Em última instância, a posição de Biden pode ser resumida da seguinte forma: a Ucrânia pode decidir como melhor se defender usando armas americanas, incluindo ataques que cruzem a fronteira, mas dentro de limites claros — incluindo o não uso de mísseis de longo alcance. As palavras do presidente americano em junho sugerem que os limites da Ucrânia são "próximos à fronteira".

A ofensiva em Kursk leva o dilema dos EUA a um patamar inédito e inesperado — tanto no sentido literal quanto figurado. A incursão da Ucrânia é um ataque terrestre transfronteiriço, supostamente envolvendo algo entre 5 mil e 12 mil soldados. Relatos não confirmados da Rússia sugerem que os ucranianos avançaram 30 quilômetros em território russo.

No meio da semana, Kiev anunciou que controlava mil quilômetros quadrados de território russo, incluindo mais de 70 vilas e cidades, e que havia capturado centenas de prisioneiros de guerra.
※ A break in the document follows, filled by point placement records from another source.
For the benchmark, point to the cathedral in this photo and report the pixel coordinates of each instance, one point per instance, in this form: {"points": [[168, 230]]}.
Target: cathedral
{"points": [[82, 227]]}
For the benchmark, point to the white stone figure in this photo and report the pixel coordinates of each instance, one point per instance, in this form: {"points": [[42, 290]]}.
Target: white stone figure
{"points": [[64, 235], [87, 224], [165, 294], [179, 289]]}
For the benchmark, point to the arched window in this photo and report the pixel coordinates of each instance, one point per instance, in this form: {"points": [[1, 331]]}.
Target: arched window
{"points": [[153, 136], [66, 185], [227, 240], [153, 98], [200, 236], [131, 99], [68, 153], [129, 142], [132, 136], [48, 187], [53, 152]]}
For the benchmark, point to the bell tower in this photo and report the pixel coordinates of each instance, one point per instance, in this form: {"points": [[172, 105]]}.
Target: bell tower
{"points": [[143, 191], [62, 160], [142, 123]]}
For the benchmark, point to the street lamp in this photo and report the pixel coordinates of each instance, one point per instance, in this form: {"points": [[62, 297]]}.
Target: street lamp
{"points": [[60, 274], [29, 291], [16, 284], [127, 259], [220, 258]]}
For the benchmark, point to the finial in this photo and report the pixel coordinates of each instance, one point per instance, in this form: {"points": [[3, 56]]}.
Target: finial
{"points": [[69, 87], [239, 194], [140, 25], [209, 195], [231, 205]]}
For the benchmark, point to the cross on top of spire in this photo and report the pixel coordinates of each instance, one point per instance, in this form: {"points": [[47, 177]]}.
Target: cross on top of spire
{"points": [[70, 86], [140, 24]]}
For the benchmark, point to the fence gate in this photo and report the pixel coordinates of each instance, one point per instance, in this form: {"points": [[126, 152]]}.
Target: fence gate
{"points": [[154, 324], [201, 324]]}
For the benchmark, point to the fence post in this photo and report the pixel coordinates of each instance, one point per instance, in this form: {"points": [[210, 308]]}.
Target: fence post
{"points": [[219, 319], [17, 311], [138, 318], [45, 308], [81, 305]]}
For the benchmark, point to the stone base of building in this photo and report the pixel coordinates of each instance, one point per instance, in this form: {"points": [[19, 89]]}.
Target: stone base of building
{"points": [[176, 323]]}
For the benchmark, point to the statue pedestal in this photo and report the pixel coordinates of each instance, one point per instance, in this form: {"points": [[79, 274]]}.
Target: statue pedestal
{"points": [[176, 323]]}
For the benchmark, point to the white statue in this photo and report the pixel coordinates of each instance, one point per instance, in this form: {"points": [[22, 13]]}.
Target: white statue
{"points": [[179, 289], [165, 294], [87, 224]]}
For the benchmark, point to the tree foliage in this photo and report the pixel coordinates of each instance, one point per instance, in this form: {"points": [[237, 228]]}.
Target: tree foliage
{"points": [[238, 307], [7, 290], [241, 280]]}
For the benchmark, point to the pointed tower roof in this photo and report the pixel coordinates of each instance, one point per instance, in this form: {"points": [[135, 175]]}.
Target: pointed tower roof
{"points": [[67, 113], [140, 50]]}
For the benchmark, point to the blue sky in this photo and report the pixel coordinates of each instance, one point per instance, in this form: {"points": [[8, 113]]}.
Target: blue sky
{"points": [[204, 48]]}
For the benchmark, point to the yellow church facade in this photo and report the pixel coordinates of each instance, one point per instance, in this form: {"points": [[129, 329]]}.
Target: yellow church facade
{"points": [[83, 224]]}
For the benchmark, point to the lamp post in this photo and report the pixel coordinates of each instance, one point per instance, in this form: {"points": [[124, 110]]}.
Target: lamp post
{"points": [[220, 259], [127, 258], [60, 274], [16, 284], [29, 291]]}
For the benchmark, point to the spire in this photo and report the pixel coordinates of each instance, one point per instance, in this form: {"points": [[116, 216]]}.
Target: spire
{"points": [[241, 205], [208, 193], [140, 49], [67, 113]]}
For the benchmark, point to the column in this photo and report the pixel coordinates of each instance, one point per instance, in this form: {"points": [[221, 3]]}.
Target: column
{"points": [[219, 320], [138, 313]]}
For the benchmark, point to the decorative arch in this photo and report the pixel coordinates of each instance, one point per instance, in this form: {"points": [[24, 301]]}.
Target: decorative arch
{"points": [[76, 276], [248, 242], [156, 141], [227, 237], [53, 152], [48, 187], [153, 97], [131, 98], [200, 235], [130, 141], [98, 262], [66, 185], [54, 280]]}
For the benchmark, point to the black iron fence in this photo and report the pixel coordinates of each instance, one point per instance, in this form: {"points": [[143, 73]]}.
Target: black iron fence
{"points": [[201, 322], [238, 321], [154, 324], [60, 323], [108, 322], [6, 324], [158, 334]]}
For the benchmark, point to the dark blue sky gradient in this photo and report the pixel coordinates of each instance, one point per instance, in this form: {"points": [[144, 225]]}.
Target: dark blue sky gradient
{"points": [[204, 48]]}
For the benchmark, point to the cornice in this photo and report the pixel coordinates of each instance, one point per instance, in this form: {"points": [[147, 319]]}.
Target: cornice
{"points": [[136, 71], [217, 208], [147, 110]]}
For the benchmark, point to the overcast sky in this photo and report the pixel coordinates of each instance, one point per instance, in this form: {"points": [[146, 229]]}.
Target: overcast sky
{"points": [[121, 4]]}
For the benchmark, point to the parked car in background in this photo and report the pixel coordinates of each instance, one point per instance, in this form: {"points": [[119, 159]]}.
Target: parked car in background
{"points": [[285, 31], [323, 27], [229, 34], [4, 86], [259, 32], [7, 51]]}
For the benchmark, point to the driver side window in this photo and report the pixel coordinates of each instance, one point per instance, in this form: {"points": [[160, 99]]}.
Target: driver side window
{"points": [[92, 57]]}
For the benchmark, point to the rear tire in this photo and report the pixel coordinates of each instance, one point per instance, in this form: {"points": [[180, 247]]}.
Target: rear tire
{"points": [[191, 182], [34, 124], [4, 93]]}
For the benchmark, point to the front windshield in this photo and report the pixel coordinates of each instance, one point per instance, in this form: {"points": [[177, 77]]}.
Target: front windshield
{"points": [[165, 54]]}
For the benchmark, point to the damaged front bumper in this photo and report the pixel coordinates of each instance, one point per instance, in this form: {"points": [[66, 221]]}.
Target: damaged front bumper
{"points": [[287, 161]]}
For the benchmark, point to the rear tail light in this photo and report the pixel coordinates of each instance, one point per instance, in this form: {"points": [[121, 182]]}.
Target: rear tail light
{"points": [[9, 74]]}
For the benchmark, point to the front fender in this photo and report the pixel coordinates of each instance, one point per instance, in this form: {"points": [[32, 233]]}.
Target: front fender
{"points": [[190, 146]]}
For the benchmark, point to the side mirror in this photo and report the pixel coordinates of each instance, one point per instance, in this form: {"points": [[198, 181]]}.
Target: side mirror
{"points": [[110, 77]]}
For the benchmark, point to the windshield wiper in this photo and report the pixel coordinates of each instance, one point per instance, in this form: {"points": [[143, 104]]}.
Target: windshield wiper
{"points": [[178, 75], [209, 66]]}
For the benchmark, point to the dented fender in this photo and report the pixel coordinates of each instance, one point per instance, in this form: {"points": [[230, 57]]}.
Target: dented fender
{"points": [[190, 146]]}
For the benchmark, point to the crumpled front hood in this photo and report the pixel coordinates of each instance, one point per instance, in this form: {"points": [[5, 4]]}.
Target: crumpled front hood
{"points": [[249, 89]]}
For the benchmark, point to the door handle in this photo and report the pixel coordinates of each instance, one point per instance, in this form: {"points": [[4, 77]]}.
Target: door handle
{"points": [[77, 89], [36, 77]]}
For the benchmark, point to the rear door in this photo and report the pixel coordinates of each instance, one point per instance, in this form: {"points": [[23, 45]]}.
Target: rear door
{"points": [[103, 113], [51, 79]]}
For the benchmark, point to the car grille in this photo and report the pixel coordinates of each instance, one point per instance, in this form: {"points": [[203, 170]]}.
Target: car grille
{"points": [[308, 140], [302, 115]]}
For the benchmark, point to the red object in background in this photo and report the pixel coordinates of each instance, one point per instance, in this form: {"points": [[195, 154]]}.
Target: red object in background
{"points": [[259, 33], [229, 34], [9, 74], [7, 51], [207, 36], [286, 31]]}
Autoridades russas dizem que cerca de 132 mil pessoas deixaram suas casas.

Com autoridades americanas ainda reticentes em falar publicamente sobre qualquer detalhe, eu sinto que eles ainda estão tentando compreender o que tudo isso significa para a situação no campo de batalha, para o futuro da guerra e como isso afetará os cálculos de Putin.

Se Zelensky estava frustrado com o que via como zelo excessivo ou lentidão no processo de decisões de Biden sobre autorizações de uso de armas, ele pode estar demonstrando que pode forçar sua mão — assim como a de Putin. É uma aposta ousada.